The bleached blond look recently returned for a while – in the hope, you imagined, that he could rediscover the lustrous power which had made him into El Nino, a legend on the Anfield Road. Now the golden locks have gone and the flat brown hair which Fernando Torres wears in their place provides a sense of the ascetic spirit which possesses him.
These are still straitened times for Torres. The fact that he has ended the goal drought which stalked him through 24 long games is only the beginning of a road to redemption, because everywhere you look there is still evidence of how he and Chelsea have added up to failure this season.
Before last night, Torres had started in two winning Premier League games for the club that he joined in search of silver – and none since 14 January. And there are distractions wherever he looks. One of the suited brigade from the game's sponsors wanting to shake hands as they left the field was probably something he could have done without. At Anfield, this was a time of the game when he always liked to enter his own capsule of contemplation.
For a brief time last night, there was evidence that the change of guard in the manager's office has changed him, too. There was the brief old zip of pace which used to strike fear into defenders and the once common image of a defender – Micah Richards in this case – back-pedalling towards goal, eyes fixated on the ball at Torres' feet – as he ran at him. Torres rolled the ball into the feet of Juan Mata, a yard to his right, and the goal yawned wide. The chance Mata spurned would be Chelsea's best of the match.
The makeshift central defence Torres was presented with last night might have been holding up, with Richards as its ballast, but the fault line looked to be the left flank in which Mata threatened and Torres buzzed nearby. All too much for Pablo Zabaleta, you sensed. For a player with an uncluttered mind, these might have seemed like grounds for much encouragement .
But the Torres psyche is more convoluted than that. The times were legion during his last season at Liverpool when, perhaps tactically isolated, perhaps the only player capable of dragging Rafael Benitez's side into the light, Torres felt an insufferable weight of responsibility. It became too much and he would be sucked into a mood of pent-up frustration.

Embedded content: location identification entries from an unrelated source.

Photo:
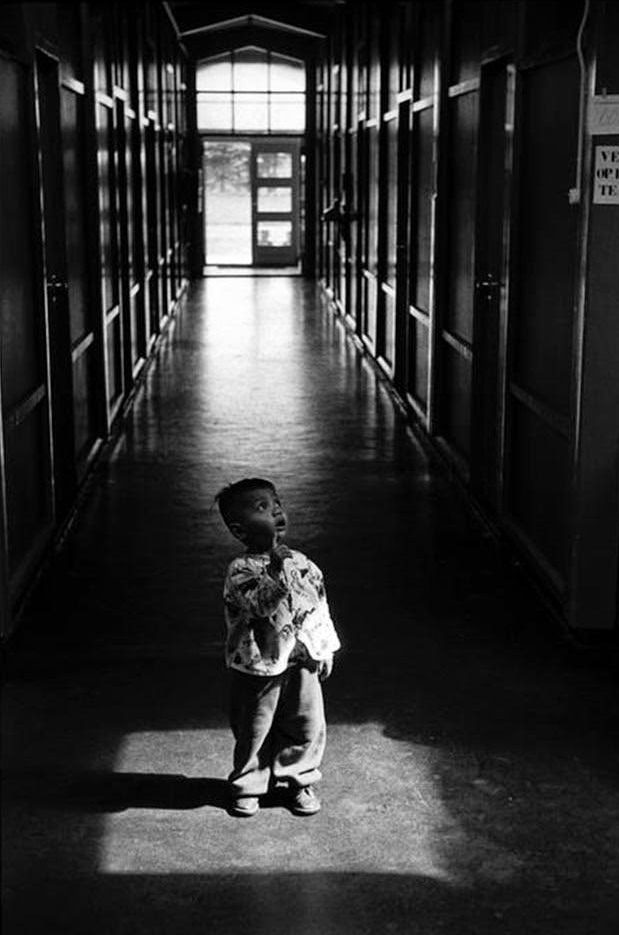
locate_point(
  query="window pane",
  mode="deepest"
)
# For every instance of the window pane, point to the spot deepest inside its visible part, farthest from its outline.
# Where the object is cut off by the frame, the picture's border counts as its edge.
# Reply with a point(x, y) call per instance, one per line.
point(250, 112)
point(274, 233)
point(227, 203)
point(214, 112)
point(275, 199)
point(286, 75)
point(250, 70)
point(215, 76)
point(288, 112)
point(274, 165)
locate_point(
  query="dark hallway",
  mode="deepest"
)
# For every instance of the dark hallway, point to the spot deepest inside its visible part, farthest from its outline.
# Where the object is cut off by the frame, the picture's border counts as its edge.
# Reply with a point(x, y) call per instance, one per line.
point(470, 778)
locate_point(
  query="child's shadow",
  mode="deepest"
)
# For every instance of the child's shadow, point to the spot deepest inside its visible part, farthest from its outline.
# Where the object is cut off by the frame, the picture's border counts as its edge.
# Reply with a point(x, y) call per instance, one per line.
point(114, 792)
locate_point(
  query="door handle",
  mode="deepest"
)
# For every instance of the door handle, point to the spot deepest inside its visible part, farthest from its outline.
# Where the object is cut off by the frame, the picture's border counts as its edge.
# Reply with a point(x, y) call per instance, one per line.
point(56, 287)
point(489, 282)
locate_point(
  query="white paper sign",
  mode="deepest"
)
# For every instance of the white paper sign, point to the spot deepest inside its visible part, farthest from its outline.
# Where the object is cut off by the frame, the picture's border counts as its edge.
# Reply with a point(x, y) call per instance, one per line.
point(606, 176)
point(604, 114)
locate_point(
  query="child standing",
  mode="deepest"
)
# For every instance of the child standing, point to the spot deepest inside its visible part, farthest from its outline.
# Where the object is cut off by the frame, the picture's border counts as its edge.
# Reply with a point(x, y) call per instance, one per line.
point(279, 647)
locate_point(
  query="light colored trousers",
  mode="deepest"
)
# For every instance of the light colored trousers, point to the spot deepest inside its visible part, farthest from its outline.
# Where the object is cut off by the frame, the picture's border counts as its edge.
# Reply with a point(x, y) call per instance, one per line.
point(279, 727)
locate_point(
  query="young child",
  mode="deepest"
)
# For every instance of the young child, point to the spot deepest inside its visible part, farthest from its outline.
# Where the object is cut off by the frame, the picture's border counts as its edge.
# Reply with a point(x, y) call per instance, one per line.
point(279, 647)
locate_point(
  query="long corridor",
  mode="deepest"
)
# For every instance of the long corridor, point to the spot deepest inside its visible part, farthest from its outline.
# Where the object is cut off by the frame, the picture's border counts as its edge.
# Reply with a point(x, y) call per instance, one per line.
point(471, 767)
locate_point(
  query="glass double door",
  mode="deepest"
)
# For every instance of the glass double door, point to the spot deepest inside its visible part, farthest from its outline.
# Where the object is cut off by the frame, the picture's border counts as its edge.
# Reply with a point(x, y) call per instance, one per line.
point(251, 202)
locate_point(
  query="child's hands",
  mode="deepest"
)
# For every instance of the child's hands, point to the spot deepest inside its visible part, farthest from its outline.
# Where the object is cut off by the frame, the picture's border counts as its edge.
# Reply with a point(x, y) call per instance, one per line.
point(325, 668)
point(278, 554)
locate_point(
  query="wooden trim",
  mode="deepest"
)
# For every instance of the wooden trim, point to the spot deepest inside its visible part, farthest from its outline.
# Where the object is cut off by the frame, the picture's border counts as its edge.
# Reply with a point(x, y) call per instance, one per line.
point(419, 411)
point(464, 348)
point(112, 314)
point(538, 559)
point(72, 84)
point(424, 103)
point(456, 458)
point(82, 345)
point(105, 99)
point(5, 616)
point(419, 314)
point(20, 412)
point(465, 87)
point(555, 420)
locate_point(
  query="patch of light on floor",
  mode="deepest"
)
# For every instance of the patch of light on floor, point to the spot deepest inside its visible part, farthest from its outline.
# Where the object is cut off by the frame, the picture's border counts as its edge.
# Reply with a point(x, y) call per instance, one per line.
point(382, 813)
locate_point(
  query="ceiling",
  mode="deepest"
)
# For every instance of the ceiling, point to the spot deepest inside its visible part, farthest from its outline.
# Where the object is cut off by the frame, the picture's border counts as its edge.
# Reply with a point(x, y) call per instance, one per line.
point(302, 16)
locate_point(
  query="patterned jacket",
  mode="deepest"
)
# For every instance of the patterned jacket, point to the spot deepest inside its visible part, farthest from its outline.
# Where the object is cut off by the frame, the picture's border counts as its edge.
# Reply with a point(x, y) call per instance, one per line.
point(267, 618)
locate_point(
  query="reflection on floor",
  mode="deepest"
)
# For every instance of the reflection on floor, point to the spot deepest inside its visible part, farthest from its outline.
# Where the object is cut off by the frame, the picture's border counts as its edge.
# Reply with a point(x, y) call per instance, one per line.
point(252, 271)
point(470, 777)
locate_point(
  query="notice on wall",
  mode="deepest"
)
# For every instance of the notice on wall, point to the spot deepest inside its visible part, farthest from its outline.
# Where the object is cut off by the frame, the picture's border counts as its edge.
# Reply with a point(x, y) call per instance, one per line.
point(604, 114)
point(606, 176)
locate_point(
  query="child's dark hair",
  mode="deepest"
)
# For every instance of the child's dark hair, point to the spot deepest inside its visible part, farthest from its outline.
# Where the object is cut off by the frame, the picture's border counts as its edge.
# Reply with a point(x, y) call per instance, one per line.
point(228, 496)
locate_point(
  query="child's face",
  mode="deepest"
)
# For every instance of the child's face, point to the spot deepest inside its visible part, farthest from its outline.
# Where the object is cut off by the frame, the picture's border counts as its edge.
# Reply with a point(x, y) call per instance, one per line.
point(260, 520)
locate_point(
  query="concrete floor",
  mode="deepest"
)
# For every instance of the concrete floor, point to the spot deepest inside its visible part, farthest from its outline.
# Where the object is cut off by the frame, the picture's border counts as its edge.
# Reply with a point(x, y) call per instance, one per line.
point(471, 772)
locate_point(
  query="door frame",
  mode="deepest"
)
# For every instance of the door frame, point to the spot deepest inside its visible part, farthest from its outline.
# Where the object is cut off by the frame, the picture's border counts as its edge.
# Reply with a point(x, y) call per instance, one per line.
point(257, 142)
point(492, 296)
point(275, 256)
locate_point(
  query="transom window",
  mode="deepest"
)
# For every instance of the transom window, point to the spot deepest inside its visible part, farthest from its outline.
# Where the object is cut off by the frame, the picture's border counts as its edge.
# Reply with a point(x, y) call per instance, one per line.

It was perhaps the kick at his heel from Zabaleta, midway through the first half, which started this last night. It stung, he hobbled, and then there was another tussle, with Richards, from which he leapt up, animated. His team-mates began to have the same effect. Torres wrung his hands with frustration and pointed to the place in the penalty area where Ramires might have laid a ball back for him rather than shoot.
In his pomp at Liverpool, the threat Torres would pose in a position like that would scream "Pass!" to his teammates. Now there was only Torres, screaming the word into the night.
Yaya Touré joined his list of foes – the two left the field in hot conversation at half-time – and even Roberto di Matteo. Roman Abramovich has told Di Matteo that he wants his £50m signing in the starting ine-up but whatever the manager said to that player near the touchline towards the end of the first half, Torres did not agree with it.
The Touré conversation was continuing at the start of a second half in which Torres' only meaningful contribution was the leap in the area with that player which provided the loose ball for Gary Cahill to score. Di Matteo instigated the hand-slap when he called Torres in on 72 minutes but the manager had to man-handle him around in search of some eye contact and did not actually succeed in getting any.
The unravelling of Torres' career is sad to behold, and it's hard to know where the road will take him now. Perhaps all the way home to Fuenlabrada, the Madrideleno suburb he calls home, and Atletico Madrid – where they do understand him.